IR-Agent: Expert-Inspired LLM Agents for Structure Elucidation from Infrared Spectra¶

Conference: ICLR 2026
OpenReview: https://openreview.net/forum?id=6bthH14pD8
Code: https://github.com/HeewoongNoh/IR-Agent
Area: LLM Agent / AI for Science (Spectroscopic Analysis)
Keywords: Multi-agent framework, Infrared spectra, Molecular structure elucidation, SMILES, Retrieval-augmented generation, Expert workflow simulation

TL;DR¶

The expert workflow for interpreting infrared (IR) spectra is decomposed into three specialized LLM agents: one identifies local functional groups via absorption tables, another retrieves similar spectra for global backbones, and the third integrates reasoning to rank candidate structures. It outperforms single-model and single-agent approaches on real experimental IR spectra and incorporates additional chemical information without retraining.

Background & Motivation¶

Background: Infrared spectroscopy is a primary screening method for identifying unknown substances in laboratories due to its efficiency and accessibility. However, unlike Mass Spectrometry (MS) or Nuclear Magnetic Resonance (NMR), IR does not directly provide molecular weight or stoichiometry, making interpretation highly dependent on expert experience. Existing machine learning methods are mostly limited to coarse-grained tasks like "functional group classification." The few attempts at complete structure elucidation (SMILES generation) either rely on Transformers with known chemical formulas or use reinforcement learning. These works feature fixed input formats and poor scalability, requiring model redesign and retraining to incorporate new chemical information (e.g., atom types, carbon counts).

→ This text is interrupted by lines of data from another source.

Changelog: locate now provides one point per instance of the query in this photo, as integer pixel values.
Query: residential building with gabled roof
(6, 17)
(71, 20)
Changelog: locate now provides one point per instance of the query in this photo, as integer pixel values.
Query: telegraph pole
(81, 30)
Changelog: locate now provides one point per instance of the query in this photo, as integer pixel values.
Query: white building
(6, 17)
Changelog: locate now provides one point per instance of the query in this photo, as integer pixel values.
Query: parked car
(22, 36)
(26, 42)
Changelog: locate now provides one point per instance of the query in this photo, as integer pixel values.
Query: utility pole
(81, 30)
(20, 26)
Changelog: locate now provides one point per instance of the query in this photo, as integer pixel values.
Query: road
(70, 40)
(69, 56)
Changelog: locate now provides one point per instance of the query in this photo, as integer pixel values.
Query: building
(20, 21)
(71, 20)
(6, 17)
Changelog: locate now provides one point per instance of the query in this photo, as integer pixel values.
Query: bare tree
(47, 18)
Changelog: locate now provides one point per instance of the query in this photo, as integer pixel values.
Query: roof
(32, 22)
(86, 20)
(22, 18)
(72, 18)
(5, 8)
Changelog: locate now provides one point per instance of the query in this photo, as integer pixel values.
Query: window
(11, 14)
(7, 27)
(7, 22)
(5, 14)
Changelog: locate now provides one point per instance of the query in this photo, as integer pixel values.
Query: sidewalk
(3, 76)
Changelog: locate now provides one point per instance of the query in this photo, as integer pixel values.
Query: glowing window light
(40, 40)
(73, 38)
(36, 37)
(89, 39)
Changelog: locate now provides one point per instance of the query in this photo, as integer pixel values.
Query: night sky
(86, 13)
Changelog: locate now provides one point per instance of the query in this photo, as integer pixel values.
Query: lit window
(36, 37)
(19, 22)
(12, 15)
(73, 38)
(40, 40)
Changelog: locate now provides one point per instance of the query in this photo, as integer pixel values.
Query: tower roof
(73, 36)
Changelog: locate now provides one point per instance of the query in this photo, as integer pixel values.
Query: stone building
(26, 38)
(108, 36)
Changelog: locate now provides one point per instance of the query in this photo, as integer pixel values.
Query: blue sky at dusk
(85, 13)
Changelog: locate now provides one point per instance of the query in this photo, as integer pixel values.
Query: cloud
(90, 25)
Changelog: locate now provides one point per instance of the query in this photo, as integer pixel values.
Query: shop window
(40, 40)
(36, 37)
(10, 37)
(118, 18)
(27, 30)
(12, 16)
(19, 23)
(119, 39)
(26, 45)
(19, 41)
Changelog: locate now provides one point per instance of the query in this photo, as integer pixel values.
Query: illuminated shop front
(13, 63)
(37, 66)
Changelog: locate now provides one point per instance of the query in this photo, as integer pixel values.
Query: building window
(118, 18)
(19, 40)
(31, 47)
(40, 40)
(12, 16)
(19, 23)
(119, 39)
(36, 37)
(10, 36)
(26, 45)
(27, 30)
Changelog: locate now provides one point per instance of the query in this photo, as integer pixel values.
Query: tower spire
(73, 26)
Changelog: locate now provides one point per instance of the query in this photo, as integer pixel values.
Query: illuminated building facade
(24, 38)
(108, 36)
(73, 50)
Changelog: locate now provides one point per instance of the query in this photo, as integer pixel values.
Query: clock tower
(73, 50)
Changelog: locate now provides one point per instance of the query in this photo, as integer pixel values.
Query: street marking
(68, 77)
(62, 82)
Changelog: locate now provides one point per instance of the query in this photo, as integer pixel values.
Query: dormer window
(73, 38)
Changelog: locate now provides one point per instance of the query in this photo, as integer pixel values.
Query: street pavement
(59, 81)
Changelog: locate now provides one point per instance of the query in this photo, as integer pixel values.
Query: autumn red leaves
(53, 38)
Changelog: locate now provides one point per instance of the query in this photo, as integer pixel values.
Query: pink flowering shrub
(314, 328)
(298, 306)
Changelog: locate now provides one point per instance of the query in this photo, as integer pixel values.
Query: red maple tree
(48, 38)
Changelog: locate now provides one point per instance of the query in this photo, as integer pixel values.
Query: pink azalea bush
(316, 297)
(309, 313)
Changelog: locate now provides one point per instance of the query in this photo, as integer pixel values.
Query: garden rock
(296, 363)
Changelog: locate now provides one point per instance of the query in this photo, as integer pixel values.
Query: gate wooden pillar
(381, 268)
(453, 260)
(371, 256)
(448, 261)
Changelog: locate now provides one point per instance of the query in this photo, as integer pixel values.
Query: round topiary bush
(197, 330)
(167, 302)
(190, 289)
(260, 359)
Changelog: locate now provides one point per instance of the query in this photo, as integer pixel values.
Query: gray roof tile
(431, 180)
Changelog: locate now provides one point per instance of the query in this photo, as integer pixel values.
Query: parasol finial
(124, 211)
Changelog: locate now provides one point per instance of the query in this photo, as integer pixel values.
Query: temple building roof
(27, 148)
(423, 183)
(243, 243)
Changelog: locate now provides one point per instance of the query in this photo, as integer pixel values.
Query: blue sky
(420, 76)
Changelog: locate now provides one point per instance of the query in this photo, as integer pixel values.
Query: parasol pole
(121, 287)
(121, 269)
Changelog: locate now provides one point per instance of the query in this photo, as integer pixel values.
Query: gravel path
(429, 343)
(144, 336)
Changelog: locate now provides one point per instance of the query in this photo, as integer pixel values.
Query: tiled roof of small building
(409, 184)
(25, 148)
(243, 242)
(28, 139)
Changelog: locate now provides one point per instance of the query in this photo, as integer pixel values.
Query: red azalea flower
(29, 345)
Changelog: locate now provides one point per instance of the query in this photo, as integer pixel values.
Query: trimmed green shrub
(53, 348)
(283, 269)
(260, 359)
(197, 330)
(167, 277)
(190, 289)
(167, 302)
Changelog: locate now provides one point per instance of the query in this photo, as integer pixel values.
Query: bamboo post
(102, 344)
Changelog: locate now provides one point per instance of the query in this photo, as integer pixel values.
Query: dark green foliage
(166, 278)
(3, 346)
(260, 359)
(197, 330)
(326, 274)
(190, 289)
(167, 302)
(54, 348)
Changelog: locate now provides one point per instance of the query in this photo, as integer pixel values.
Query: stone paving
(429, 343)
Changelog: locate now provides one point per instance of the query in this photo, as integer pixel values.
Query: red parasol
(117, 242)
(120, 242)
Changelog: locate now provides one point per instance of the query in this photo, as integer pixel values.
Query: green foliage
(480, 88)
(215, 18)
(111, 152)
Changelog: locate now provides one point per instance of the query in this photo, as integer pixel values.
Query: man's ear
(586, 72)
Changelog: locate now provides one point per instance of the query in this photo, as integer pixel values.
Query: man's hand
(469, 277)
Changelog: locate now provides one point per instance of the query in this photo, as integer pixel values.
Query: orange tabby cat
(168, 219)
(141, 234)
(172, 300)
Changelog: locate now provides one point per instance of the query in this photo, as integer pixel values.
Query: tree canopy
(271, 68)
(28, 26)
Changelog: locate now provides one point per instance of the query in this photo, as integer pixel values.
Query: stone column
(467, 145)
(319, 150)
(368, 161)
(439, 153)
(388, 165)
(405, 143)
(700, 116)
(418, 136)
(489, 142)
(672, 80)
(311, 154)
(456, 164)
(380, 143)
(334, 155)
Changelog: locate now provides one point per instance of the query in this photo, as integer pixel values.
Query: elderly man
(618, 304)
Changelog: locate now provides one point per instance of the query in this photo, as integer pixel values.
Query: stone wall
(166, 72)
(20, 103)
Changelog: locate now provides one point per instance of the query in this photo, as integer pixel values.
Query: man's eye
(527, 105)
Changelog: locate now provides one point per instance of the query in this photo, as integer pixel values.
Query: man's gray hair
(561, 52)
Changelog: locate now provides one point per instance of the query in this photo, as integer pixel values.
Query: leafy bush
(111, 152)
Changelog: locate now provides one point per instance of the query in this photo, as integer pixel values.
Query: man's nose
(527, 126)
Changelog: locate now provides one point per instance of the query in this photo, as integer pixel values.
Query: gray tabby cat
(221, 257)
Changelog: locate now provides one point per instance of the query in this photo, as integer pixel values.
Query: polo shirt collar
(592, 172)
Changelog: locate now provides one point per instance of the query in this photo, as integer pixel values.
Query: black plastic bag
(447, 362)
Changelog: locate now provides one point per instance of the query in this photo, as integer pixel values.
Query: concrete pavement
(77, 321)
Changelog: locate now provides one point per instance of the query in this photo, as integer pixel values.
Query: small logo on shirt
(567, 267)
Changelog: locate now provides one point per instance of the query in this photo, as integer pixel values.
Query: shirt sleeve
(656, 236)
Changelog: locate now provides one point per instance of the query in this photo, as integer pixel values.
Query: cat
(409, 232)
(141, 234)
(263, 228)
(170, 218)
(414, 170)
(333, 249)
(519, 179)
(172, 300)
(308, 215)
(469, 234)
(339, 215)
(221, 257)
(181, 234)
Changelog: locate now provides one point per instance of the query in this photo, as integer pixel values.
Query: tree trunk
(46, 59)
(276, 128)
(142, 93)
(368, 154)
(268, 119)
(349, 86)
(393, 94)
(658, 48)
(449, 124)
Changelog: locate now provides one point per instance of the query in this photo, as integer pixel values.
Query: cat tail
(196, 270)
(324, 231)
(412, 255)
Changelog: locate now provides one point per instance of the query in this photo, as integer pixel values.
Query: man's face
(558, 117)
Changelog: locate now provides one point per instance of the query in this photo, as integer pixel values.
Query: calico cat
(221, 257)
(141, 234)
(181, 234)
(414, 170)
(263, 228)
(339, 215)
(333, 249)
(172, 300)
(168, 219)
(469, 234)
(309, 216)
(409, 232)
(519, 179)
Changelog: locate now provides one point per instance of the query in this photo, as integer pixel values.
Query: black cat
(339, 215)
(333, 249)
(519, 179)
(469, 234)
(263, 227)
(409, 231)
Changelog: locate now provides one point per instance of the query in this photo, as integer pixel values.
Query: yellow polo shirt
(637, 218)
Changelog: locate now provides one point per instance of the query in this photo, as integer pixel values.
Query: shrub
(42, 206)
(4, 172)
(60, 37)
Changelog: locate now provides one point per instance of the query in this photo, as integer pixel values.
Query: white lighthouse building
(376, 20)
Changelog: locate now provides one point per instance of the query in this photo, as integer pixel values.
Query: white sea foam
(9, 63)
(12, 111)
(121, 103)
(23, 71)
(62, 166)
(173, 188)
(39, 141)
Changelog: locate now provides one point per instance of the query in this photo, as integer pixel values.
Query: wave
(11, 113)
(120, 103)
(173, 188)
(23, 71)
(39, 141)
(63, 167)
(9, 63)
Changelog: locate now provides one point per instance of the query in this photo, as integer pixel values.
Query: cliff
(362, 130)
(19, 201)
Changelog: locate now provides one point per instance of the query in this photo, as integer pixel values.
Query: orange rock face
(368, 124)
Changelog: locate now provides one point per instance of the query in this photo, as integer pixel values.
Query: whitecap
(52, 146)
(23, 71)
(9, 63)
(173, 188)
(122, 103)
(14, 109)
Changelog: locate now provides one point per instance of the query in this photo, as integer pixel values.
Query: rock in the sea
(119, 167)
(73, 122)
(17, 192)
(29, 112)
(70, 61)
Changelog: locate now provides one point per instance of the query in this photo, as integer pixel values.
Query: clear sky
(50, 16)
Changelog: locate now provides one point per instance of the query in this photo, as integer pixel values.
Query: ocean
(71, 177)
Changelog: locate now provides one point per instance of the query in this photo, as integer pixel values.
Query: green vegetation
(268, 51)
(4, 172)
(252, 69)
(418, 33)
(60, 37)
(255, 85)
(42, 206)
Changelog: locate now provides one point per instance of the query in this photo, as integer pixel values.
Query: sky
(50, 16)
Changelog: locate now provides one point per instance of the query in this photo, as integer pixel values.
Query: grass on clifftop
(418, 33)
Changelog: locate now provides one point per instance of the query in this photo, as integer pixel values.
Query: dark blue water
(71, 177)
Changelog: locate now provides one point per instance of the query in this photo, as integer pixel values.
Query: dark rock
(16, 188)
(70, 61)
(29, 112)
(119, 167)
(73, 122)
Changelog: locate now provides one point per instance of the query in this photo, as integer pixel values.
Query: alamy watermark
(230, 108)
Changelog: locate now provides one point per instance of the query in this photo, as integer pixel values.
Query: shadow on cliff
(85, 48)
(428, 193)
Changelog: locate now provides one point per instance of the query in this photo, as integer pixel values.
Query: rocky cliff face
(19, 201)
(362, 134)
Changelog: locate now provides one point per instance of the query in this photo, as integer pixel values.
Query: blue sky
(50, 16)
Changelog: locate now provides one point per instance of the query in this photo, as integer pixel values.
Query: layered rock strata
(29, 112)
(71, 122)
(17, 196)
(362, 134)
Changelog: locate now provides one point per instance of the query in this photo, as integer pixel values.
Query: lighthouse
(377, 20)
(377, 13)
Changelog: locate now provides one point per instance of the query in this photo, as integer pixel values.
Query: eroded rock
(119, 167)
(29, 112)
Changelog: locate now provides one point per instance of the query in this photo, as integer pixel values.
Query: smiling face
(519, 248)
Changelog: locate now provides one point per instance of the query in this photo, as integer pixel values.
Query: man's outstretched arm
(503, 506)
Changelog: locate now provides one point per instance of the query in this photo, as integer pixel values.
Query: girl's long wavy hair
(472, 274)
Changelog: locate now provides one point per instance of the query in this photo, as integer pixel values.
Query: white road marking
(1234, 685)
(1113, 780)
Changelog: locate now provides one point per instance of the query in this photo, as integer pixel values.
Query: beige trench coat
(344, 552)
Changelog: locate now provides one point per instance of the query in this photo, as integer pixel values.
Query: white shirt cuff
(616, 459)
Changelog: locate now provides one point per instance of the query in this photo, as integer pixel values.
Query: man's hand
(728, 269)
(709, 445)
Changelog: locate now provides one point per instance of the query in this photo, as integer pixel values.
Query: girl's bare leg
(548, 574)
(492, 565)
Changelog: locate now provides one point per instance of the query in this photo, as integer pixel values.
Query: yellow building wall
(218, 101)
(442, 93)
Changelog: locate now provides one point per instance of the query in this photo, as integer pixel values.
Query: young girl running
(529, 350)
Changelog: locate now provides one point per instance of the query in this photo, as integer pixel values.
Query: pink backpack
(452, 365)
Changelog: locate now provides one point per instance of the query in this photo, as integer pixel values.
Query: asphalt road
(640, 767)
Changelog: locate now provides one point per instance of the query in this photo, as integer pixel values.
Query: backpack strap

Limitations of Prior Work: (1) Practical IR interpretation involves various scattered chemical clues that existing models cannot flexibly absorb; (2) Precise chemical formulas are often unavailable in real scenarios, yet many SOTA methods assume them as known, which is unrealistic; (3) Requiring a single LLM to perform "table interpretation + similarity retrieval + integrated reasoning" leads to suboptimal information extraction and incomplete reasoning due to excessive cognitive load.

Key Challenge: IR interpretation requires both fine-grained local knowledge (peak-to-functional group mapping via absorption tables) and global structural context (skeletons from similar compounds). A single model struggles to balance both while remaining extensible.

Goal: Build a structure elucidation framework that simulates expert analysis and is inherently scalable, predicting complete SMILES using only IR spectra (without assuming chemical formula availability).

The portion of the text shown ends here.